Here it stays for some time like twelve hours and it shakes a few times. If the
acid is too strong, the vegetable substance is easily removed from the wool. At
the end of twelve hours, the wool acid is taken out of the pot and left to soak
for drying. Temperatures around 160o or 170o Fahrenheit are not as hot as they
used to be to damage woolen fibers, but the acid is hot enough to eat or burn
vegetable matter. Once dried, the vegetable substances will be seen to reduce a
gloss and come out easily in the form of dust with the shaking of the wool.

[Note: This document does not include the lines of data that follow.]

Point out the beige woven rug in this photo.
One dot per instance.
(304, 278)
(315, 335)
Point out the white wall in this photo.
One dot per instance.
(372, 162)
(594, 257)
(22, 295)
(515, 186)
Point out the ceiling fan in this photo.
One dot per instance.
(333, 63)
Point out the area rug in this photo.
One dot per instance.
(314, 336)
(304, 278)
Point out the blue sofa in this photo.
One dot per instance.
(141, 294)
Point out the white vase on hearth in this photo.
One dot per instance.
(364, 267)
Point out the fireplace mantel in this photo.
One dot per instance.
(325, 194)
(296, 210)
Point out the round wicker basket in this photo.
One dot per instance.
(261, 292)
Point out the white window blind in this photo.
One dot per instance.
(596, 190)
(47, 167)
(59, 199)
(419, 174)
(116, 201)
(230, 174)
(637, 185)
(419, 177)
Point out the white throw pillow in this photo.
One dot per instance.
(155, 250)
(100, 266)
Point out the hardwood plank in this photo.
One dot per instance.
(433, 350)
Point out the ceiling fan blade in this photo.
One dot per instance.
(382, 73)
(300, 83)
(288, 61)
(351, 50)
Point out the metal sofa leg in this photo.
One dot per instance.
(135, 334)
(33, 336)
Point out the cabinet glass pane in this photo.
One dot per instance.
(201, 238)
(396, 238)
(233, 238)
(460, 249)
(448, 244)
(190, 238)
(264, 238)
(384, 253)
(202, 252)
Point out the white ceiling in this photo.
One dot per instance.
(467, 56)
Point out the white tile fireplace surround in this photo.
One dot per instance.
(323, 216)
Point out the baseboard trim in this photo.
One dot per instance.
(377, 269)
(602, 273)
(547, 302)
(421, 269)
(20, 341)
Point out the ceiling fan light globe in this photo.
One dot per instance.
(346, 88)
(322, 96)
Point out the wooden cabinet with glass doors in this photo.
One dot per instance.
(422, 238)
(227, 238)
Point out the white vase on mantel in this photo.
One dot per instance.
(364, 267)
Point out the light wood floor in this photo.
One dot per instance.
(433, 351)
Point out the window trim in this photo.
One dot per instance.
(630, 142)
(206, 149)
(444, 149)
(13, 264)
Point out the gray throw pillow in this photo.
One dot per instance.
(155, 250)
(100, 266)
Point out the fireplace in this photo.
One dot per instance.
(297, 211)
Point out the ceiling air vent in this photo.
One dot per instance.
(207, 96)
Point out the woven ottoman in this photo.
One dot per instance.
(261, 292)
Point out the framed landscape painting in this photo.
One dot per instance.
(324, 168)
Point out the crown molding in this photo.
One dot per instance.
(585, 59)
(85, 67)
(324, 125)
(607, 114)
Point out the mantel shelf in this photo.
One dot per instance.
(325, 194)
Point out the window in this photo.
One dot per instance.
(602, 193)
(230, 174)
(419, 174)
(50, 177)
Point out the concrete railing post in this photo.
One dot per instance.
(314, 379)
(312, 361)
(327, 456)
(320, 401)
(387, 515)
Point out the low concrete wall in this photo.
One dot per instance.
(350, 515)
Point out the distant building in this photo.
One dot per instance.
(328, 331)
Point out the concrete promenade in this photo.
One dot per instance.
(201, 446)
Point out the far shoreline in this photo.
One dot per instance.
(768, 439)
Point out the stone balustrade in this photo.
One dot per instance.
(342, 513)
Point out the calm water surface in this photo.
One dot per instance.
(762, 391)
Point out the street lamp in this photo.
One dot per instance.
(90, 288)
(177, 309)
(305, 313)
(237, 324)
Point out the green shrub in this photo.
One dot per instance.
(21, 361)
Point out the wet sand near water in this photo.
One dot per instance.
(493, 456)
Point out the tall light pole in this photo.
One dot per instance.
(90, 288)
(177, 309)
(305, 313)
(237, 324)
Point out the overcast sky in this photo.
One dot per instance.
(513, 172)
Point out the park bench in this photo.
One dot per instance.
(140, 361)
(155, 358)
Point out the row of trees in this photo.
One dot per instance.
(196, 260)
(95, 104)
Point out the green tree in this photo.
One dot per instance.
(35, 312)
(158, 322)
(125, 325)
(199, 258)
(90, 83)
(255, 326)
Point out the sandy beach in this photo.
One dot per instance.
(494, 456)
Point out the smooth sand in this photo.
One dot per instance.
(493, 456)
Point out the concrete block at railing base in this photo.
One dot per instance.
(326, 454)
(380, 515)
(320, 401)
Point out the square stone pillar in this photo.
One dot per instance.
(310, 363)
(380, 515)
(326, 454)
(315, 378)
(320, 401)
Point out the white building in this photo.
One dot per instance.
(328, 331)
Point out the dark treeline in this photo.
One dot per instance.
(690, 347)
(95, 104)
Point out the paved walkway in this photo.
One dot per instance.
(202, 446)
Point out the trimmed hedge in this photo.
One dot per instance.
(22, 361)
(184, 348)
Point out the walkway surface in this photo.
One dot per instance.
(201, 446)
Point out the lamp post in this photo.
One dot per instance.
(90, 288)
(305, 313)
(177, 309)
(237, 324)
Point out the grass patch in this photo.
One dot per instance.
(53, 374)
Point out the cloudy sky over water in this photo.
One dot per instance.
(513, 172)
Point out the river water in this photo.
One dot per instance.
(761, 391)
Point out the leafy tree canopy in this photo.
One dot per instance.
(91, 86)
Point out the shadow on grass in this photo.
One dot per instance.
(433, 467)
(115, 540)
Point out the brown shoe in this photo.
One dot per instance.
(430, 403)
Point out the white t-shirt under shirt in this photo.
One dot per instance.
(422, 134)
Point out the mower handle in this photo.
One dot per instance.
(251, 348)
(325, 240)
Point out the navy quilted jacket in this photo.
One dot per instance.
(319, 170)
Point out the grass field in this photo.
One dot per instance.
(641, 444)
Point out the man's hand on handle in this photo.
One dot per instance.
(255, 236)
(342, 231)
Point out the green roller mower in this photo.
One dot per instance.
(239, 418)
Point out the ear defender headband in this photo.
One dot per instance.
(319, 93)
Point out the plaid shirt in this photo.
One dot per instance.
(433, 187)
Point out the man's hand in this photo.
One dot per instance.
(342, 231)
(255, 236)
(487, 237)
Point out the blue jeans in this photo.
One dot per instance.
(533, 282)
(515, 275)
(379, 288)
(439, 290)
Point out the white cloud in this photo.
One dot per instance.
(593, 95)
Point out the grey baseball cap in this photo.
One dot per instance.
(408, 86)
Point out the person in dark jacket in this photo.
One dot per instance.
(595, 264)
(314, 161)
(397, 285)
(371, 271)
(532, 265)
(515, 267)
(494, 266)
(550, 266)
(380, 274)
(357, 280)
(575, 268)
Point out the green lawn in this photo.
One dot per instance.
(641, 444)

Even large buds, straws, seeds, etc. can be removed in this way. However, the
risk of using acid and heat is such that the process is usually only used for
the disposal of fine particles that aging and other machines cannot get. The chemical carbonizing process was used in the wool manufacturing industry around
1880.
6. Wool Carding
It
is a mechanical process that unravels, cleans, and intermixes the fibers to
produce an uninterrupted web or sliver suitable for subsequent processing. This
is achieved by passing fibers between differential moving surfaces covered with
card cloth. It breaks the disorganized clamps of locks and fibers and then
aligns the individual fibers to be parallel to each other. In making wool
fibers for spinning, carding is the step after teasing. Here the fibers go
through a series of metal teeth that straighten them into the sleeves. It
removes dirt and other residues that remain in the fibers. Garbage is laid
through the gilling and combing of cardboard wool intended for yarn, two
methods that remove shorter fibers and place longer fibers parallel to each
other. From there the smooth slivers are compacted and thinned through a
process called drawing. The carded wool used for wool yarn is sent directly for
spinning.
7. Wool Spinning
Spinning
is the process of twisting where the fiber is pulled, bent, and wound on a
bobbin. The thread is made by twisting the fibers together to form a single strand
of yarn. The strand is cut with two, three, or four other strands. Since the
fibers cling and stick to each other. The yarn is fairly easy to join with
wool, stretch, and spin. In a spinning mule, the rowing is pulled by bobbins and
fed continuously through rollers driven at different speeds, thinning the
rowing at a continuous rate. As the vehicle pulled out, the yarn was twisted
with a spinning bobbin, and the car was turned over to a police officer as soon
as it returned. Mule spinning rings produce finer yarn than spinning. Spinning
with a mule machine is an intermediate process as a frame progression and
return. Spinning for woolen yarn is usually done on mule spinning machines
while worse yarn can be cut on any spinning machine. After cutting the yarn it
is wrapped around a bobbin, cone, or commercial drum.
8. Fabric manufacturing
Fabric
manufacturing is a process based on the conversion of fiber into yarn, yarn
into fabric. It refers to any textile material made through weaving, knitting,
flame retardation, and scotch guard treatment, etc. The wool manufacturer uses
two basic weaves: plain wave and towel. Wool yarns are fabricated using a
simple loom (rarely any dual) fabric, which creates a slightly loose loom
fabric and a soft surface (due to napping) with little or no glitter. Napping
often hides construction errors. Worsted yarn can be made into fine fabrics
with fine patterns using a towel weave. The result is a more tightly woven,
smooth fabric. The better built, the worse the wool is more durable and
therefore more expensive.
Uses of Wool
1.
Wool has been used for blankets, horse rugs, saddle cloths, carpeting,
insulation, and upholstery.
2.
It has also been traditionally used to cover cloth diapers.
3.
Merino wool has been used in baby sleep products such as swaddle baby wrap
blankets and infant sleeping bags.
4.
It can be used as a soil fertilizer, being a slow-release source of nitrogen.
5.
It used for increasing friction in a vest with 28–30 layers of fabric, to
provide the same level of bullet resistance as 36 layers of Kevlar alone.